Rabbi Yehuda Henkin suggests that birth and death, the moments at the beginning and end of life, share in common our realization of the gulf between finite human beings and the Divine — the infinite. Just as we observe tuma’ah to mark the end of life, that we will not always be, we observe tuma’ah as we recognize a new beginning, that we not always were.
Another question that has launched a thousand sermons is why a new mother does not offer a korban todah, a thanksgiving offering. Perhaps the answer is that the awesome moment of childbirth is not just a time for celebration, but also a time for marking a past that can be no longer, and a future that is uncertain. Everything a young couple knew about life, about themselves, changes upon the birth of a baby and the creation of a family. Parents become grandparents, closing a chapter of their lives forever as well. The new parents realize, as all parents do, that there is no manual for raising a child, that it is impossible to plan their child’s future. The responsibility is tremendous. Each decision carries so much weight. In a way, it is the ultimate New Moon, definitively ending one chapter of life and beginning a new one.
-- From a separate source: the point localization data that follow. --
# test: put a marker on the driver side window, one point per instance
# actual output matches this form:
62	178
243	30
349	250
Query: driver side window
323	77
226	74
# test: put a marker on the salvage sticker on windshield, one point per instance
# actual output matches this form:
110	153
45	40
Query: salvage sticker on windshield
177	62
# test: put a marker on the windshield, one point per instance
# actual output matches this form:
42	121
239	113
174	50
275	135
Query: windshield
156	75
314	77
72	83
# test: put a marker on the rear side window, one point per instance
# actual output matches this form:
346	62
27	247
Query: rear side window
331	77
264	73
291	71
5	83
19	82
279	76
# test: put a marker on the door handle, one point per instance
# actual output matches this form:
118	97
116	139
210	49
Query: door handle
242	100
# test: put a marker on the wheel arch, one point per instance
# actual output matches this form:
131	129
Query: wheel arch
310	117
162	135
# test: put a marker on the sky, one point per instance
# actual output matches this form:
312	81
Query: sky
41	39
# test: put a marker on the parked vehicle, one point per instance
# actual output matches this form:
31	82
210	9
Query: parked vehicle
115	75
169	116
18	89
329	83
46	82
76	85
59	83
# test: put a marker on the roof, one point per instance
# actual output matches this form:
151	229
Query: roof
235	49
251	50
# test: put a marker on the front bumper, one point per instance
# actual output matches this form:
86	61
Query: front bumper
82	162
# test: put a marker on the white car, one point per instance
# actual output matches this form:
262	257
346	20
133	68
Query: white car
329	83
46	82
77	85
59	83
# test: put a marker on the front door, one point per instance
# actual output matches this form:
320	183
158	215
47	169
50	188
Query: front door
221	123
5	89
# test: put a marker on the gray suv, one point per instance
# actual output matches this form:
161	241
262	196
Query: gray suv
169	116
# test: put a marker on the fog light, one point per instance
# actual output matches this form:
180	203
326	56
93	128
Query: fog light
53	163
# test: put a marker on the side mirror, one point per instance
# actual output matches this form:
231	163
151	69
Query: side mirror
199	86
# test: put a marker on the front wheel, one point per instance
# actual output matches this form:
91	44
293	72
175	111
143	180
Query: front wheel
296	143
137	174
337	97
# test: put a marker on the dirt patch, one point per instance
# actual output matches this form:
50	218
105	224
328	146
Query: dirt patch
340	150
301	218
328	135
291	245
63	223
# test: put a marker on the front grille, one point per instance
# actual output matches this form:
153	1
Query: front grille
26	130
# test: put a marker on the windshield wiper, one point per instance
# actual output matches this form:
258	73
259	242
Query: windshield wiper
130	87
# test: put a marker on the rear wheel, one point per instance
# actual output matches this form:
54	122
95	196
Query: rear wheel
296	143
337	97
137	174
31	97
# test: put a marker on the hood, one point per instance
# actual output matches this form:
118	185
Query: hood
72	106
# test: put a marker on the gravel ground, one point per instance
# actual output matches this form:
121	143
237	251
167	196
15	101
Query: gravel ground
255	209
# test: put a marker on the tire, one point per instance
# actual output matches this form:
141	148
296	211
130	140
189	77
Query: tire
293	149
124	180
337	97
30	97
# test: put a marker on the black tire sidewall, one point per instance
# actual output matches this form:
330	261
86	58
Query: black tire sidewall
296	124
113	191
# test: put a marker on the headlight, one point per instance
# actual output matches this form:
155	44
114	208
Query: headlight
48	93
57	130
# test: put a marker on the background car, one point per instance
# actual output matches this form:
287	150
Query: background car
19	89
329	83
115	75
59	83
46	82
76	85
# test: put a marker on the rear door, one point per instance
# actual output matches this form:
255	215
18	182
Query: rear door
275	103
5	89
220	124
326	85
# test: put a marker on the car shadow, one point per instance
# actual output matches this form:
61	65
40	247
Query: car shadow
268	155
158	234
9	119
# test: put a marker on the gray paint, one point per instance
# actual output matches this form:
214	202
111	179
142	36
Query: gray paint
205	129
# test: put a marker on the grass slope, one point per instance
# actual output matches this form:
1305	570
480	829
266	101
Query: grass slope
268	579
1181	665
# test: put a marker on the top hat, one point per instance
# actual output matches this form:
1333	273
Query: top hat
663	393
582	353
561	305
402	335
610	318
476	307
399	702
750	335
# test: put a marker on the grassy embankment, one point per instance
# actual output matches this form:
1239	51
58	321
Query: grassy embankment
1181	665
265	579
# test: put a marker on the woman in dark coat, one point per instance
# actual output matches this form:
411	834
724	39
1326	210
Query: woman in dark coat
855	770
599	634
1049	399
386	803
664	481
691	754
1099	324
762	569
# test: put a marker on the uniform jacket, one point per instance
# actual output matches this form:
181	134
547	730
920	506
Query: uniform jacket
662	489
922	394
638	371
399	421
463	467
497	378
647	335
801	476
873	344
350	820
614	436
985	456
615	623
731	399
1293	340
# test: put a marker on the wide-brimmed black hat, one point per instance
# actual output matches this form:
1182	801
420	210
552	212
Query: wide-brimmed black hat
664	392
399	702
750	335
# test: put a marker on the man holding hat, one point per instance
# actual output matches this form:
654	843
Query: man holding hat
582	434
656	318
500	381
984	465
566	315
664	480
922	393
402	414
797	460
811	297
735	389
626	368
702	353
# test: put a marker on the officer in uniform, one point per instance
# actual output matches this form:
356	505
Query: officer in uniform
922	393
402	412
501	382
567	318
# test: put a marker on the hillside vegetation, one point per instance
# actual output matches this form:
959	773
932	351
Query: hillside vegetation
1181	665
The truth is that, with a solar world-view, doing the same thing day after day, year after year, generation after generation, is not really a choice. It is just the natural order of things. However, with a lunar world-view, we understand that keeping things the same as the world changes, as we constantly experience new beginnings, is a conscious and deliberate choice. This has become especially apparent in the recent questions that have arisen in recent years and months. For better or for worse, the haredi community has chosen to structure their tefilot and society exactly as their parents and grandparents did, despite the fact that the world around them has clearly changed dramatically. This is also the fault-line currently dividing the Modern Orthodox and Religious Zionist communities on a host of issues. However these debates play out on the merits, and there are certainly powerful arguments to be made on both sides, it is important for us to realize that the appeal to tradition, to say “this is how it was done, and this is how we want to pass it on,” is a conscious choice, no different at its core than the decision to go in a different decision. Like it or not, we live in a world of new moons.
Facing new realities, and the responsibility for our decisions as we face them, should not be only foreboding. It is also promising, invigorating, rejuvenating. The birth of a child, after all, is a time for introspection, but also elation, excitement, and anticipation for what is to come. If things always stay the same, if they never change, things may never get worse, but they can also never get better. The argument for stasis is the argument that the status quo is the best we can do. On the other hand, if things can change, they can get worse, but they can also get better. This is why Nissan is traditionally the month of ge’ulah, of redemption. Only by fully living in a reality where things change, where life is fluid and dynamic, do we have the possibility of making the right choices — choices that improve the world around us, that bring new light into the world, that lead to ge’ulah for ourselves and those around us.